Although perhaps a housing model new to Florida, it's a concept that is not new. OSPREY Village Inc., in South Carolina, has been under discussion and development since late 2007. Often referred to by advocates as “a neighborhood with a purpose” this nonprofit venture will feature attractive and purposeful housing, to become a mainstream, non-institutional setting for up to 40 residents, families, and other support team members who will live alongside seniors and other non-disabled residents in a “neighbor-helping-neighbor” arrangement.
How about some other options: Tiny houses (less than 500sq.ft.) and secondary suites might be perfect for a developmentally disabled adult who craves a home, but needs supervision from parents or caregivers. People with autism, for example, rely on predictable routines and environments to navigate life; often have issues with sound, may or may not be able to hold a job, but still desire their own private space to call home. Tiny homes provide a place for everything, and everything in its place. A detached tiny home eliminates the adjacent walls, affording everyone some quiet. Tiny homes, which typically sell for between $25,000 and $70,000, are often more economical and some are even mobile.

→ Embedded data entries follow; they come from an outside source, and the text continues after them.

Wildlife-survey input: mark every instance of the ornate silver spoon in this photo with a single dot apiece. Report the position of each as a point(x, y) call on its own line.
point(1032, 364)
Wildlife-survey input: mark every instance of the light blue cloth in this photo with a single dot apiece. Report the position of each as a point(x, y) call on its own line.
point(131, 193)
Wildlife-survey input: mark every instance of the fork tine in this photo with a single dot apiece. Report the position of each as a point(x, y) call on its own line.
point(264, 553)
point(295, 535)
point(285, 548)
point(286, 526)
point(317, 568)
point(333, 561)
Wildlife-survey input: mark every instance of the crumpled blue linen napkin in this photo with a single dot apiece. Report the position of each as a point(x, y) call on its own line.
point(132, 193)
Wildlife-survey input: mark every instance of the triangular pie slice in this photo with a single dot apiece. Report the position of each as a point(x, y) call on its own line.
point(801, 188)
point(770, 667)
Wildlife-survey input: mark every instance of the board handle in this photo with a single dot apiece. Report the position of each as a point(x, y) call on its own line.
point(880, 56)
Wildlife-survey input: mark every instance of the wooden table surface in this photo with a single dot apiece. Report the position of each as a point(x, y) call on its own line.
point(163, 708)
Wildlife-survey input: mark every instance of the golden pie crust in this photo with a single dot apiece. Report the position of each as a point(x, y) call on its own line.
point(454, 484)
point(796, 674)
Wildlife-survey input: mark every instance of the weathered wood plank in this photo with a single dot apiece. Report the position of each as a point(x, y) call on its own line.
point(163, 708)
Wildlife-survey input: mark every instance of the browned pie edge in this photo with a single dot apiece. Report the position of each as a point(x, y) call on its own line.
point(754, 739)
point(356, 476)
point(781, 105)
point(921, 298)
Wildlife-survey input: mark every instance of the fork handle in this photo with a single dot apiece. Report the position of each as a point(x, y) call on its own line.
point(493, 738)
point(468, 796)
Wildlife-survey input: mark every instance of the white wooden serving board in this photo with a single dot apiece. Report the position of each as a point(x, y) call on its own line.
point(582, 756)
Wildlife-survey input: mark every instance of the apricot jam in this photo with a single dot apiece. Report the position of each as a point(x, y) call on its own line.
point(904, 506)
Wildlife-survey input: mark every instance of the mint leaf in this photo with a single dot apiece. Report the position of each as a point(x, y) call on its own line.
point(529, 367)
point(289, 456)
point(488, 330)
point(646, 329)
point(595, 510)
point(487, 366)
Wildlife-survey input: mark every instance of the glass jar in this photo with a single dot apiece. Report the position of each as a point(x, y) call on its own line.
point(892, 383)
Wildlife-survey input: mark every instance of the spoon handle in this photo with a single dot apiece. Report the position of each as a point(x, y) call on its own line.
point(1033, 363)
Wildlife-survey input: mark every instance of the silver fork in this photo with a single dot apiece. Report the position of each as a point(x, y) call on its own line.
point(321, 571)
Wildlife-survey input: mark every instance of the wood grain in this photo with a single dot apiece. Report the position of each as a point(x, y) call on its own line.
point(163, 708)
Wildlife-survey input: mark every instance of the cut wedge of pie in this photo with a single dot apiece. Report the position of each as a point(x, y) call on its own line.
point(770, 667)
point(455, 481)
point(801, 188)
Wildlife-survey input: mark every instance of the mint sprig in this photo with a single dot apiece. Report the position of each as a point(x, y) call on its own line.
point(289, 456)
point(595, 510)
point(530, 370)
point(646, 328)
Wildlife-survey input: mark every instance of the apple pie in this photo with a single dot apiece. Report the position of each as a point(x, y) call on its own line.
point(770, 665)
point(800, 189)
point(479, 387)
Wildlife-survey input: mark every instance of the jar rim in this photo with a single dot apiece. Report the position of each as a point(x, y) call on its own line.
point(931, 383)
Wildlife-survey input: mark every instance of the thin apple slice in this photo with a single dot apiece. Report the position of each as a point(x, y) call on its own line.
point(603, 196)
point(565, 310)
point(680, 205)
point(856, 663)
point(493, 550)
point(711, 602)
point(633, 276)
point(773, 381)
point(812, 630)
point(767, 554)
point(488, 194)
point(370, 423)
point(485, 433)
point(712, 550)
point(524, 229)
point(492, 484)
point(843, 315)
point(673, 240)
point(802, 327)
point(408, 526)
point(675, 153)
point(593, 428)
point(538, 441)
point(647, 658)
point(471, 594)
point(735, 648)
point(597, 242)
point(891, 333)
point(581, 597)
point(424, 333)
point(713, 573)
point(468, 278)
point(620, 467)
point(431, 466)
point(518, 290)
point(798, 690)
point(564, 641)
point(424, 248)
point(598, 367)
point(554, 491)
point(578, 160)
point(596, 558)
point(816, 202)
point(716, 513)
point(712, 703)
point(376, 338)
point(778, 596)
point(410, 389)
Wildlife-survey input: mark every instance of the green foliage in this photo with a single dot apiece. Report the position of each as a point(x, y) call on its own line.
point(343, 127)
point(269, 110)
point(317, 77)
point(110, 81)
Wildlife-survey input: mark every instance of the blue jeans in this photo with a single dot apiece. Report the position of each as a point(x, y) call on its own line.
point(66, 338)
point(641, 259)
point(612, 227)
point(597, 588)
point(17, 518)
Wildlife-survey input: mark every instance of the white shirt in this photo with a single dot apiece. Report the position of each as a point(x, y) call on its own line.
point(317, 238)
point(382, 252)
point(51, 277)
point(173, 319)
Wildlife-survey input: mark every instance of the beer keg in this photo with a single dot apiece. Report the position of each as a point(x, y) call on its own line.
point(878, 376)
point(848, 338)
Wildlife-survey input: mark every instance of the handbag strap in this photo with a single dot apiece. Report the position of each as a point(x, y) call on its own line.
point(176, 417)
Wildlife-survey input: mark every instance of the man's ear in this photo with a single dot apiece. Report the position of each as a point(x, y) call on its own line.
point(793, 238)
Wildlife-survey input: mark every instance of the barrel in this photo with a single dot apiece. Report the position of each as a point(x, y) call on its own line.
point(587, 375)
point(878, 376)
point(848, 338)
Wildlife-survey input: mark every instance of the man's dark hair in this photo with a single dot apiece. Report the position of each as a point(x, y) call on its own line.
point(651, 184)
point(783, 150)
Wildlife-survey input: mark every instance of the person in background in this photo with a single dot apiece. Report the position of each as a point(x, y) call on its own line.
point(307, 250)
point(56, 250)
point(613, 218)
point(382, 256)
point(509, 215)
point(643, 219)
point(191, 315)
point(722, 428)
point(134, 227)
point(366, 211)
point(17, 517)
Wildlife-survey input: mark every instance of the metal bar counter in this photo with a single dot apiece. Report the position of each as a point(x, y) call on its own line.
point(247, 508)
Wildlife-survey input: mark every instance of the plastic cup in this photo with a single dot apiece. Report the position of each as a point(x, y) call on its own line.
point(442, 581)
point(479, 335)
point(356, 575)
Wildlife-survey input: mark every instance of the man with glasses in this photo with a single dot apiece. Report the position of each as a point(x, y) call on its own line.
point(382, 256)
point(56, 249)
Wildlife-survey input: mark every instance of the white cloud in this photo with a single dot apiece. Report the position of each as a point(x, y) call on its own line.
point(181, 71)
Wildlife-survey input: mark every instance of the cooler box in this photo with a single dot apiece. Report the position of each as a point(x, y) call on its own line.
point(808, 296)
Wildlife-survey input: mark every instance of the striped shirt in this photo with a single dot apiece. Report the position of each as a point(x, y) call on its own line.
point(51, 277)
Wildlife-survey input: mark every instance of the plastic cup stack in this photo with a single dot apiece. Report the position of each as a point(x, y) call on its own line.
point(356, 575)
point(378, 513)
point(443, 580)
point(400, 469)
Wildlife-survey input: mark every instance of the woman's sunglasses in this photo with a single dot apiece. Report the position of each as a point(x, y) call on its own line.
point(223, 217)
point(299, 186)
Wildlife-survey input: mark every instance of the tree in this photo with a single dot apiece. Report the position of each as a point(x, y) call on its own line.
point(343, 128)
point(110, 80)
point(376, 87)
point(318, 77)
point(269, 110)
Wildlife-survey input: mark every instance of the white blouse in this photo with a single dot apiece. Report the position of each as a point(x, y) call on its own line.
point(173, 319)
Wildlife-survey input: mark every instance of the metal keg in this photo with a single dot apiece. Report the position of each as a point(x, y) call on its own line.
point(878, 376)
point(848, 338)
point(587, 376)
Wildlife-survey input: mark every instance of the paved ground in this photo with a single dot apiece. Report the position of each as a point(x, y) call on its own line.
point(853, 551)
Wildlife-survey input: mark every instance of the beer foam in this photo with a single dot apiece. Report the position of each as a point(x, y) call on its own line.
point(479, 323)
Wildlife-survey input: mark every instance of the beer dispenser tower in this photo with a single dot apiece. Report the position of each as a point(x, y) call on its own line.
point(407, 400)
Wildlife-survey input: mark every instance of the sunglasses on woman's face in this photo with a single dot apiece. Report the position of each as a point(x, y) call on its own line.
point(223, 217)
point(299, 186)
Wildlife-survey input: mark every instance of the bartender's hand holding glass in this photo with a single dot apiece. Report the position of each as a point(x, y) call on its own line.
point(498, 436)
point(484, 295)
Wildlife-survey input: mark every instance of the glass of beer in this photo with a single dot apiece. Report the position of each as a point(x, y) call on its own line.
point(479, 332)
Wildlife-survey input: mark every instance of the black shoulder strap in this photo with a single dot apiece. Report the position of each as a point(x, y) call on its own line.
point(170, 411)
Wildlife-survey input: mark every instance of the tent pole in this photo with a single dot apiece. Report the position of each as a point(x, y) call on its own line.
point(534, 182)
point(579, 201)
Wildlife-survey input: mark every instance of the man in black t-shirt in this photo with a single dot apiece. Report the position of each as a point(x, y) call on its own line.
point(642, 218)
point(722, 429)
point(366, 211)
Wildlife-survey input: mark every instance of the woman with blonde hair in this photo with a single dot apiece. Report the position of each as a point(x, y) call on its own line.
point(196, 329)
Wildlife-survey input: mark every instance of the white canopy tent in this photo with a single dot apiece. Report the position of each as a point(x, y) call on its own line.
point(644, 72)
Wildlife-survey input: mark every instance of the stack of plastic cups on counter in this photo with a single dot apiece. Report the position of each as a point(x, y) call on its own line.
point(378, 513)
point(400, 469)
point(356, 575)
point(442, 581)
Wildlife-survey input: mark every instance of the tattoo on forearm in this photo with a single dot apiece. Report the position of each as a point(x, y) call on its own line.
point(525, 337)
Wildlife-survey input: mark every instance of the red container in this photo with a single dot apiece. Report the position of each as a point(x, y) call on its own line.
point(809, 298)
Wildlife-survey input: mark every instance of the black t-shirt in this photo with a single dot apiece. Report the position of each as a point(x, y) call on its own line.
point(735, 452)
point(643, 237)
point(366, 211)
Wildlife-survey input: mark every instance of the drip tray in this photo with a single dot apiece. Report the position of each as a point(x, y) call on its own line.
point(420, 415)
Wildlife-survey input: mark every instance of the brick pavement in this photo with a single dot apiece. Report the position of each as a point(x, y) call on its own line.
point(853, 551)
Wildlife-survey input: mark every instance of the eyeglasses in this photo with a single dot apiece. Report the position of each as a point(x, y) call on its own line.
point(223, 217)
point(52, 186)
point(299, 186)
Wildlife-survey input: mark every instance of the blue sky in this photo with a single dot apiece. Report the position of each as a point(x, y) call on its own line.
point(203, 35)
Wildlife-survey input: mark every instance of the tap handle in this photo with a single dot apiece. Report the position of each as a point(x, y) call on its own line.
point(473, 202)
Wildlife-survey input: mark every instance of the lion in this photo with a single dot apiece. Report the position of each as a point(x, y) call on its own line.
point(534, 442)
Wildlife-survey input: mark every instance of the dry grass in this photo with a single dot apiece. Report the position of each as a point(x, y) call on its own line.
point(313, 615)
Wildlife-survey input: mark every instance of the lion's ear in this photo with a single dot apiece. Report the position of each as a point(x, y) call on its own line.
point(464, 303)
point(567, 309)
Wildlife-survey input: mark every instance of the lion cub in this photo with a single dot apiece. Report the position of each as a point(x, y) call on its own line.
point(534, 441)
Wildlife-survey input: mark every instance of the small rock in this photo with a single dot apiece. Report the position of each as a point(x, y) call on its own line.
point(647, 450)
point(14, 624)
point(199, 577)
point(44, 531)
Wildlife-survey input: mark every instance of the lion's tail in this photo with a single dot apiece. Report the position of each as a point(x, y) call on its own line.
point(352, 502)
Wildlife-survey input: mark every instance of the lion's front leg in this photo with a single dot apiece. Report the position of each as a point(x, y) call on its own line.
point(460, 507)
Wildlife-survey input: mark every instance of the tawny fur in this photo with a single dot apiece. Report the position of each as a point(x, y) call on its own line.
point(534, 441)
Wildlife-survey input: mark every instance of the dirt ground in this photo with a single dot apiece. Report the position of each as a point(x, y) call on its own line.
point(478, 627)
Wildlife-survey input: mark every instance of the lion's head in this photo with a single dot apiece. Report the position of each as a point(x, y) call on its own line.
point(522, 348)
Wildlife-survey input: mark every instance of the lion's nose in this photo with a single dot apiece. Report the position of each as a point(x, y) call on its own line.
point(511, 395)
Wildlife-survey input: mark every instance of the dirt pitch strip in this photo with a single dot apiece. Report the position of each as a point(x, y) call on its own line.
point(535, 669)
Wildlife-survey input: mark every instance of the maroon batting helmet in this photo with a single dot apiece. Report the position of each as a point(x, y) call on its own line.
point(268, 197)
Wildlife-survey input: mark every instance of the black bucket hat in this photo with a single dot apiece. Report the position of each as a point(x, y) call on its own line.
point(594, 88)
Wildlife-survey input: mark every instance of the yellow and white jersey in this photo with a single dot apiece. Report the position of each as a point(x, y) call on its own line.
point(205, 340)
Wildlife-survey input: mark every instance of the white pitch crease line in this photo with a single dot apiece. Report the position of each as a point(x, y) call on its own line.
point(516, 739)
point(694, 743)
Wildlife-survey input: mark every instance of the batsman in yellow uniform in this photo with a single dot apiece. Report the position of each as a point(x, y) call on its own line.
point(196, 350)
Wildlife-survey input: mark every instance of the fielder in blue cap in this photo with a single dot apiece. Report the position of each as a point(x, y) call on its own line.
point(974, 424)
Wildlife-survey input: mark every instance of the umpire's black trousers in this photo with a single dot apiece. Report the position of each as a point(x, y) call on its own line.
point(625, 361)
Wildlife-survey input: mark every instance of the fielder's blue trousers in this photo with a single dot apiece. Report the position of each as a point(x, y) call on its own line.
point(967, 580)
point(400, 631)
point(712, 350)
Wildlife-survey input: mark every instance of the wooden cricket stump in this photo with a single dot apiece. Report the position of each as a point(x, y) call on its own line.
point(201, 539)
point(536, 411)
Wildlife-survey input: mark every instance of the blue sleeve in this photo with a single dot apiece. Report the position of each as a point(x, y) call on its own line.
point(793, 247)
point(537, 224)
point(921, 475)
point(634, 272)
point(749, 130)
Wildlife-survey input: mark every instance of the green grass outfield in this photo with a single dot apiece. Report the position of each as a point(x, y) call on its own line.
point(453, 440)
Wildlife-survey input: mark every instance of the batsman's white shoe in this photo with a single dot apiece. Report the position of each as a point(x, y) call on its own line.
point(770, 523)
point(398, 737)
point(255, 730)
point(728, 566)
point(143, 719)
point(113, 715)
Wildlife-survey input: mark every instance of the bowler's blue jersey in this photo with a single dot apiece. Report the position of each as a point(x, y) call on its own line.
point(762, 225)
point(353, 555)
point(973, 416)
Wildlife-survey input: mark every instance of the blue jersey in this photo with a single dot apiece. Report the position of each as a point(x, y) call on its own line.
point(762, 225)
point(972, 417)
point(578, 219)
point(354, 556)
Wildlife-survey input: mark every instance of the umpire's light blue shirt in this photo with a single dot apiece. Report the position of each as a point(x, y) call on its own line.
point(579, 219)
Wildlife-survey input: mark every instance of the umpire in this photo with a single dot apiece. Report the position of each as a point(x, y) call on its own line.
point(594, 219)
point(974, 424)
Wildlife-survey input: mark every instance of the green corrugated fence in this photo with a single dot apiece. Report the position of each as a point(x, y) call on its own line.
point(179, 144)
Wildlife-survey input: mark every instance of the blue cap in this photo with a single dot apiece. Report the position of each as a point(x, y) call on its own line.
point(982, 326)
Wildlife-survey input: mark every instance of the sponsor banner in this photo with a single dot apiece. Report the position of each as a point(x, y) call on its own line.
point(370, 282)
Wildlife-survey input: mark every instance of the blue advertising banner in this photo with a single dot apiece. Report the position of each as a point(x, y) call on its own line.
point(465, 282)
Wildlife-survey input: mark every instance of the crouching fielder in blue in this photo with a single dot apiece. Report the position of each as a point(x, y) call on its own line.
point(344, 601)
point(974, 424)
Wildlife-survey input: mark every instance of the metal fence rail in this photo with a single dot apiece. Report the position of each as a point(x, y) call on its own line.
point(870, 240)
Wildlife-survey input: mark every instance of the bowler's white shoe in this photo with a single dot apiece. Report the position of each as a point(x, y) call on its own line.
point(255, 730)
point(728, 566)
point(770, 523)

Municipal bylaws across the country are now allowing (and some even encouraging) secondary suites and carriage homes as a viable solution for many segments of our more vulnerable population. It is estimated that 25-50% of chronically homeless suffer serious mental illness. Providing safe and decent housing for people with mental illness is an effective tool in reducing health care costs, including emergency room care, hospitalizations and long-term medical services. Tiny homes and secondary suites may be an appropriate and affordable option for anyone with a limited income or in need of an affordable housing solution, including seniors, singles or small families which can also benefit from being in close proximity to family; a new and practical twist to multigenerational living.
A little closer to home, in the City of Calgary, Resolve is a capital campaign aimed at finding affordable housing solutions for people who are homeless. The Great Cities report by the Calgary Chamber of Commerce notes that half of the homeless people in Calgary are employed but cannot afford to house themselves. There are nine agencies partnering with the campaign — Accessible Housing, Bishop O’Byrne Housing, Calgary Alpha House Society, Calgary Homeless Foundation, Calgary John Howard Society, Horizon Housing Society, Silvera for Seniors, Trinity Place Foundation of Alberta and The Mustard Seed — each meeting a particular need within the community. This level of cooperation is a first, not only for Calgary, but for Canada.
The good news is, we continue to find new ways to solve our problems, to reach out to those in need, to take care of one another. If you aren't motivated to become a problem solver for the sake of improving your community, perhaps you might want to think about doing it for yourself. After all, at some point in our lives, most of us will be that vulnerable person, be it through age or illness. Perhaps in the solutions we find today, we will ultimately be helping ourselves. More food for thought.